Interview With Member Kay Fenton Smith

We are posting a series of interviews with some of our members so people can learn a little about our members and see what their experience in the Des Moines Writers’ Workshop is like.

Here is our interview with Kay Fenton Smith, a veteran member of the DMWW. She has some particularly good writing advice to share that’s good for new and veteran writers to hear.

What genre(s) do you write? 

YA fiction and creative nonfiction.

Where are you in your writing journey? (just starting out, been writing for several years, querying, published?)

I started writing as a kid in journals that my grandmother gave me. My first book was published in 2011, Zakery’s Bridge: Children’s Journeys From Around the World to Iowa. I co-wrote this collection of stories with friend and fellow author, Carol Roh Spaulding. I am currently working on my first YA novel along with other shorter projects. I am also an editor, writing coach, and teach creative writing workshops.   

What are your goals as a writer?

I want to enjoy the challenge and continue to explore new worlds and cultures through writing. More specifically, I want to finish my YA novel and help others in their storytelling projects.  

How long have you been a member of the Des Moines Writers’ Workshop?

Since the summer of 2014.

Why did you join?

I met fellow DMWW member, Kamerhe Lane, at the Iowa Summer Writing Festival. At that time I was looking for a community where I could grow my craft and share feedback with other novelists. When Kamerhe mentioned that there might be an opening in her DMWW critique group, I jumped at the chance to join.   

Do you remember what your very first group was? Were you anxious, excited, nauseous, etc.? How did you feel after your critique?

I was nervous at first. Kamerhe offered support, but I did not know anyone else or what they were writing. I also didn’t know how a YA historical fantasy would go over. It turned out that the writers were working on everything from upmarket women’s fiction, to sci-fi, to international thriller. Everyone was open to YA and added unique perspectives in their feedback. After the critique I felt encouraged and grateful to have specific suggestions for improving my chapters.        

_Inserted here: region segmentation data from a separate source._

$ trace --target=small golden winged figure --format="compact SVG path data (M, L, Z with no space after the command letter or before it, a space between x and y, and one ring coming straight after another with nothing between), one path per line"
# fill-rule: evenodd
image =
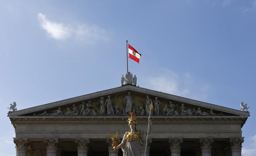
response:
M118 136L118 132L116 132L115 135L112 135L110 133L109 133L109 136L112 140L112 146L113 146L113 149L114 150L117 149L116 147L117 146L117 137Z

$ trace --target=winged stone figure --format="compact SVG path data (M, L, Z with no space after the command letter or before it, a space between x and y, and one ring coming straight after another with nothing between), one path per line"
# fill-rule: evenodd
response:
M244 104L244 103L243 102L242 102L240 104L240 110L243 111L244 112L248 112L248 109L250 108L250 107L247 107L247 104ZM246 109L246 111L245 111Z
M16 104L16 102L12 102L12 104L10 104L10 108L9 107L7 107L7 109L10 109L9 112L15 112L15 111L17 111L17 108L15 108L16 106L17 105ZM11 111L11 110L12 109L12 111Z

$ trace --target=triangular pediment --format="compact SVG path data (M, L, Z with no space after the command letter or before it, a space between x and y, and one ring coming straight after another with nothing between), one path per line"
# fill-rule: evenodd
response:
M128 92L130 92L130 96L127 96ZM148 95L147 98L147 95ZM110 96L110 100L106 102L109 95ZM103 99L101 100L102 97ZM124 98L126 97L127 98ZM158 99L156 99L156 97ZM132 99L128 99L130 98ZM127 104L125 104L127 100ZM10 112L8 115L10 118L17 116L120 116L127 114L126 112L130 108L127 109L126 107L130 107L131 104L132 108L130 108L129 110L135 112L137 115L143 116L148 114L146 107L148 107L148 105L151 101L155 105L153 112L153 115L156 116L248 117L249 115L248 112L131 85L123 85ZM109 106L110 103L113 105L111 106L108 106L108 105ZM105 106L105 105L107 106ZM140 107L139 107L139 105ZM113 107L113 110L110 109L111 107ZM108 108L109 110L107 110ZM105 110L103 110L104 109Z

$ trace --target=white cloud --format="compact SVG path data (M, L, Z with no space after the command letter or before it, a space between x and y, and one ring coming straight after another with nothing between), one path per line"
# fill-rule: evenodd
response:
M196 84L189 73L182 75L168 69L160 70L157 76L148 78L148 84L153 90L194 99L205 99L210 86L199 83Z
M251 137L250 140L252 141L249 148L242 148L242 155L243 156L253 156L256 153L256 134Z
M78 41L92 43L99 40L109 39L107 31L95 25L83 24L72 26L71 24L52 22L41 13L38 16L42 29L57 40L64 40L73 36Z
M38 14L38 17L42 28L53 38L57 40L65 39L71 35L72 29L64 26L63 23L52 22L41 13Z

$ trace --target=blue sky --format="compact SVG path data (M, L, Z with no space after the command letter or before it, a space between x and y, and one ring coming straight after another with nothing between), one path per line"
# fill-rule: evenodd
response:
M129 70L144 88L239 109L243 156L256 152L256 1L0 1L0 156L14 156L18 110L120 86L125 41L142 55Z

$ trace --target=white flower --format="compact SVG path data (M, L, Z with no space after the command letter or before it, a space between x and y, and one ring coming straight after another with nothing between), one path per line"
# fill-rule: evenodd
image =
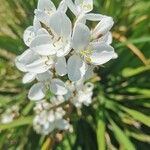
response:
M81 14L88 13L93 10L93 0L66 0L66 3L74 15L79 16Z
M49 17L48 27L51 33L37 36L30 48L42 56L66 56L71 50L72 24L70 19L65 13L56 11Z
M80 80L88 69L88 64L102 65L116 58L113 47L98 41L92 42L90 30L85 24L76 24L72 36L75 54L68 60L68 77L71 81ZM72 69L74 68L74 69Z
M49 25L49 18L56 11L61 11L64 13L67 11L67 6L63 0L59 4L57 10L51 0L39 0L37 9L35 10L35 15L40 22L44 23L45 25Z
M29 26L23 34L23 40L27 46L31 44L39 29L41 29L41 24L35 17L33 21L33 26Z
M0 123L12 122L18 116L19 116L19 107L17 105L14 105L6 109L6 111L1 115Z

Do you feel like you’ve grown as a writer? How?

Yes. Having writing partners waiting to read the next submission is a huge motivator. With their encouragement, my confidence as an author has grown. Sharing work with talented, supportive writers allows me to stretch my storytelling from one scene to the next. It has also made me a better editor and teacher across different genres.  

What’s your favorite thing about being part of the Des Moines Writers’ Workshop?

I love the bond among writers. Being part of a dedicated group that shares ideas and gives honest, constructive feedback is invaluable. The support system—and built-in deadlines—are the best.

What’s your advice for people who are scared/nervous to join a critique group?

Join when you’re ready. Some writers like to have input from the beginning of a project. Others prefer to have several chapters, or a first draft, before they share their work. Once you’re ready, there’s no better way to get feedback and move your story forward.

Is there any particular piece of writing advice you’ve found helpful and would like to share with other writers?

Keep writing. As a mentor once told me, you can’t edit a blank page.  Don’t worry about whether your sentences are perfect. You can fix them in the next draft. Get the possibilities down. Keep a notebook and hand-write ideas. This can boost creativity when it’s not flowing through the keyboard. (Scribbling pictures in the margins is an added bonus.) Sometimes the connection from hand to page can help unlock the idea for your next sentence—or book.

The Des Moines Writers’ Workshop is continuing to grow. Are there certain things you’d like to see happen with the workshop in the future—things we aren’t offering yet?

The Workshop offers everything I need. Having writers of different genres is one of the things that makes the DMWW a strong and unique group. Since I write for young adults, I enjoy working with other children’s and YA authors. In the future, it would be great to provide workshops for new writers, and for those who want to preserve family history through stories.